I'll spare you the details of whose site I noticed this on, as it's just another right-wing god-bothering nutjob in the US trolling for hits and have little interest in giving publicity.

The substance of the block is a user-agent sniffer with server-side help, which fails when you change user-agents and switch javascript off — the site also has a meta tag that tries to redirect visitors not using javascript, but the escape key is proof against that. (There are ways to block more successfully, of course, but most of them involve displaying content only via Flash or javascript and giving up search engine listings.)

The alleged cause of his perturbation (though it's more attention-grabbing) is Adblock Plus, a filter that removes elements from pages before the browser renders them.

A quick google, and it seems there's more ad blocking software available for IE than any other browser. I should mention I haven't tried any of these, but the picks below for various browsers don't trigger any of my warning senses.

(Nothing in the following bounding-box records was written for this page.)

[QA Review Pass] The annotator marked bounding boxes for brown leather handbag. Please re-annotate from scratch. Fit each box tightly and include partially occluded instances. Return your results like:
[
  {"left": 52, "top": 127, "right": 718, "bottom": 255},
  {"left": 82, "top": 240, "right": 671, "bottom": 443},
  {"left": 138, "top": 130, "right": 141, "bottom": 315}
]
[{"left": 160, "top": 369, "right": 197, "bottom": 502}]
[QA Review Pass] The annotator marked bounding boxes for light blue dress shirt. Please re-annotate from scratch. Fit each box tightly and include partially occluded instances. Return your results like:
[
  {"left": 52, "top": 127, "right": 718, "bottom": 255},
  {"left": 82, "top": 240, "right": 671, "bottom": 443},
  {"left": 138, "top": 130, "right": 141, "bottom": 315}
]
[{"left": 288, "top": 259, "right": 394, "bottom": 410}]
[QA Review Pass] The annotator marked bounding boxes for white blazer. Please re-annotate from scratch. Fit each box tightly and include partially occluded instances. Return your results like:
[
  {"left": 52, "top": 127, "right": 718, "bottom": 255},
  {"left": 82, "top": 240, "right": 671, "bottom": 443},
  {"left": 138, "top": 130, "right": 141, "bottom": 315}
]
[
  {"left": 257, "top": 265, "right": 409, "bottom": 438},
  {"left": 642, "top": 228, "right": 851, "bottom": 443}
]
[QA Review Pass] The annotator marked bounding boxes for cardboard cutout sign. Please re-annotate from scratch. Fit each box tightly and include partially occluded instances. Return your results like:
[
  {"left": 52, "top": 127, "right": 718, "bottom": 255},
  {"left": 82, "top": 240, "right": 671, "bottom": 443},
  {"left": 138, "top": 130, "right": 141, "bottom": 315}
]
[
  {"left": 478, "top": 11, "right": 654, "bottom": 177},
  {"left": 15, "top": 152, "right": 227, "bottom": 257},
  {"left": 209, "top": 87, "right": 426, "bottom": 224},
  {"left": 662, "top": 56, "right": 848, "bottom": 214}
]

Free ad blockers based on Internet Explorer (also sorts IE7 toolbar issues)

Free ad blockers for Opera and Safari (explaining the built-in content blocker)

For the techies, a proxy for all browsers

I would suggest not blocking ads on sites you like, and whitelisting friendly and trustable ad providers such as Google, Amazon and Project Wonderful. I would also suggest avoiding IE, on the basis that the last decade has seen a large number of critical security issues occur in its development. (Where "critical" means that a site can run any code it likes on your machine if you simply visit a site. Most other vulnerabilities are chicken-feed by comparison.)

In each iteration of web marketing, people adopting ad blockers has been driven by the advertisers going too far — page elements that are animated / flash / make sounds, poor content-to-ad ratios, intrusive pop-ups — and their implication in the spread of viruses through OS flaws. The trouble is that once users move to blocking they're unlikely to switch the filtering off, and "innocent" advertising is highly likely to be caught alongside the truly annoying stuff. People who've abused web advertising are ruining the model for those who offered relevant, non-intrusive ads.